Edie is stumbling her way through her twenties—sharing a subpar apartment in Bushwick, clocking in and out of her admin job, making a series of inappropriate sexual choices. She's also, secretly, haltingly, figuring her way into life as an artist. And then she meets Eric, a digital archivist with a family in New Jersey, including an autopsist wife who has agreed to an open marriage—with rules. As if navigating the constantly shifting landscapes of contemporary sexual manners and racial politics weren't hard enough, Edie finds herself unemployed and falling into Eric's family life, his home. She becomes a hesitant friend to his wife and a de facto role model to his adopted daughter. Edie is the only Black woman who young Akila knows.

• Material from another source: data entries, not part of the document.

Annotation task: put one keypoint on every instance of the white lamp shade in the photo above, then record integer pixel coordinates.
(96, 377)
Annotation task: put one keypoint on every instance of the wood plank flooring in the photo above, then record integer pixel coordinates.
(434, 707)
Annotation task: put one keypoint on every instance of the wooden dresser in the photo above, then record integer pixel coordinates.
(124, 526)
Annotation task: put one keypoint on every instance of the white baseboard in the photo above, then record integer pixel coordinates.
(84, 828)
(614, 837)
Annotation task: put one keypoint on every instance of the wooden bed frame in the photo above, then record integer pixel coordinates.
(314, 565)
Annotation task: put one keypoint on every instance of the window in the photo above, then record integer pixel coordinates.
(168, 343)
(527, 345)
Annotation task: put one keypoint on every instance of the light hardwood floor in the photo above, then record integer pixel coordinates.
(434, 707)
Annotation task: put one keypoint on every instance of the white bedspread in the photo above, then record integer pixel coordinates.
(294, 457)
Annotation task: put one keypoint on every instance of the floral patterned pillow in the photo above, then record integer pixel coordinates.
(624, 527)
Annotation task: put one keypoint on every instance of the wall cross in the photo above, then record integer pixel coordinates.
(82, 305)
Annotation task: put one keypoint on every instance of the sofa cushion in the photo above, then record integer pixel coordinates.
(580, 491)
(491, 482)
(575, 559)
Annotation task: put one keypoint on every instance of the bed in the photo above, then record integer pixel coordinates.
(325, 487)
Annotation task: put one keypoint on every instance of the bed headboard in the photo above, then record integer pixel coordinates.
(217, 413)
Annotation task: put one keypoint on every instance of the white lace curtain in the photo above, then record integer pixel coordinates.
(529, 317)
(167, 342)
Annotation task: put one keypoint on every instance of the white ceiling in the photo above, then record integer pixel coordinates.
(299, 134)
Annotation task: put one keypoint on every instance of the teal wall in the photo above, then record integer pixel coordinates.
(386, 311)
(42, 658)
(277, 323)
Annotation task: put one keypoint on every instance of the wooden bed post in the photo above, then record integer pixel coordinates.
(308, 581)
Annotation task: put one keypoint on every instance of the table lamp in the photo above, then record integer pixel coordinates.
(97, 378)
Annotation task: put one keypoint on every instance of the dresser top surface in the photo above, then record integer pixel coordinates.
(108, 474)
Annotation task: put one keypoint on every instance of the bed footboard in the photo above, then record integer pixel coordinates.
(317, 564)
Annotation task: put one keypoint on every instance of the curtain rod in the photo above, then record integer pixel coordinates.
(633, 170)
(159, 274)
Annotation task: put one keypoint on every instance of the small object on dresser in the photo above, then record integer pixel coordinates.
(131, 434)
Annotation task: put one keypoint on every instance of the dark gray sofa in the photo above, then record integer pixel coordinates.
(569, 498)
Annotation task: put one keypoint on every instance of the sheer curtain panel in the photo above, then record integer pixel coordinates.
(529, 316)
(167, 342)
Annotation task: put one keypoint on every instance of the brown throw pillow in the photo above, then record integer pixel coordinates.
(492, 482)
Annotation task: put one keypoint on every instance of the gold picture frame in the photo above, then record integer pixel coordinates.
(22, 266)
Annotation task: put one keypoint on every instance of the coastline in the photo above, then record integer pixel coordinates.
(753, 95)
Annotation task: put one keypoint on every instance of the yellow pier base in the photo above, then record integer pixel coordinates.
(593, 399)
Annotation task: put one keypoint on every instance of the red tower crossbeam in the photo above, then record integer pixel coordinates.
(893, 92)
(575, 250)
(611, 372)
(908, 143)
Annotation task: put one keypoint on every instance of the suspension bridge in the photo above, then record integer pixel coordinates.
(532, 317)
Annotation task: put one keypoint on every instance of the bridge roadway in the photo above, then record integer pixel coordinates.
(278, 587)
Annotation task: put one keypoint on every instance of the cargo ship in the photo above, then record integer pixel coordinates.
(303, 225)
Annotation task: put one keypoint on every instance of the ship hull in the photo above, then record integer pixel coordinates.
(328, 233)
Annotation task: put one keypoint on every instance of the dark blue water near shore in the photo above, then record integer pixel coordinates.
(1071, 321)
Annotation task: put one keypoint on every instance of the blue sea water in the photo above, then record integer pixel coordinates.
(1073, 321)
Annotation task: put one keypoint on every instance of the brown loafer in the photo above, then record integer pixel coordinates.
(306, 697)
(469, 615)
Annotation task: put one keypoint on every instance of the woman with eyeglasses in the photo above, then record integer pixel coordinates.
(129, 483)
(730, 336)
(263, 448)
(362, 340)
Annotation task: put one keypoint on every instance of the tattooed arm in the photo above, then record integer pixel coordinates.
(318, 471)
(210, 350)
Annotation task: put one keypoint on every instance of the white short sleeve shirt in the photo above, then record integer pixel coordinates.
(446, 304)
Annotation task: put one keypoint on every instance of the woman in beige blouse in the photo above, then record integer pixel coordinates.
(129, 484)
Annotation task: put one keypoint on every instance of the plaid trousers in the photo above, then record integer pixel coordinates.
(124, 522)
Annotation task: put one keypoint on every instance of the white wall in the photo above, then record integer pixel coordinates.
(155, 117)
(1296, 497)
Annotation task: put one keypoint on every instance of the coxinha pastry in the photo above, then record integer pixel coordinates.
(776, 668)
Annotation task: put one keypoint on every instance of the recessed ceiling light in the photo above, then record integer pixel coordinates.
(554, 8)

Razor-sharp, darkly comic, sexually charged, socially disruptive, Luster is a portrait of a young woman trying to make sense of her life in a tumultuous era. It is also a haunting, aching description of how hard it is to believe in your own talent and the unexpected influences that bring us into ourselves along the way.
APPLE BOOKS REVIEW
Whew. There is a lot going on in Raven Leilani’s whip-smart debut, a novel that takes on issues of race, class, sex, art, and identity and doesn’t back down from any of the complicated feelings stirred up. Aspiring artist Edie finds herself in a personal tailspin when she’s drawn into a middle-aged couple’s open marriage and their comfy suburban home. We follow the 23-year-old as she navigates her relationships with the increasingly unreliable Eric, his seemingly placid wife, Rebecca, and their adopted teenage daughter, Akila, who’s as confused as Edie is about how to be a Black woman in white-dominated spaces. Leilani structures the book around Edie’s interior monologue—and she does an amazing job of capturing her heroine’s emotional fearlessness, which intensifies as Edie pours the turmoil surrounding her into her art. Luster is a deeply erotic novel even when there’s no sex on the page. It’s the sort of book you’ll give to your friends so that you’ll have someone to talk about it with.
PUBLISHERS WEEKLY
Leilani debuts with a moving examination of a young black woman's economic desperation and her relationship to violence. Edie is a 20-something low-level employee at a New York city publishing house. She paints on the side, but not often or well enough to comfortably call herself an artist, and she's infatuated with Eric Walker, a married white man twice her age she met online, with whom she explores his thirst for aggressive domination ("I think I'd like to hit you," he says; she lets him) and is caught breaking the rules of Eric's open marriage (no going to his house). After Edie loses her job, Eric's wife, Rebecca, invites her to stay with them in New Jersey. The arrangement functions partly to vex Eric and partly to support Akila, the Walkers' adopted black daughter. An inevitable betrayal cracks the household's veneer of civility, and suddenly Edie must make new arrangements. She does so in earnest, but not before a horrific scene in which Edie and Akila are victims of police brutality. Edie's ability to navigate the complicated relationships with the Walkers exhibits Leilani's mastery of nuance, and the narration is perceptive, funny, and emotionally charged. Edie's frank, self-possessed voice will keep a firm grip on readers all the way to the bitter end.
Customer Reviews
Luster a novel
I loved this book, read it start to finish in one day, I couldn’t put it down. The language is sophisticated, the characters real. At first, the sex seemed to overwhelm but it was just a gateway into the lives, personalities and the story. The pop cultural references and generational differences are insightful and challenging. Thanks for a great read.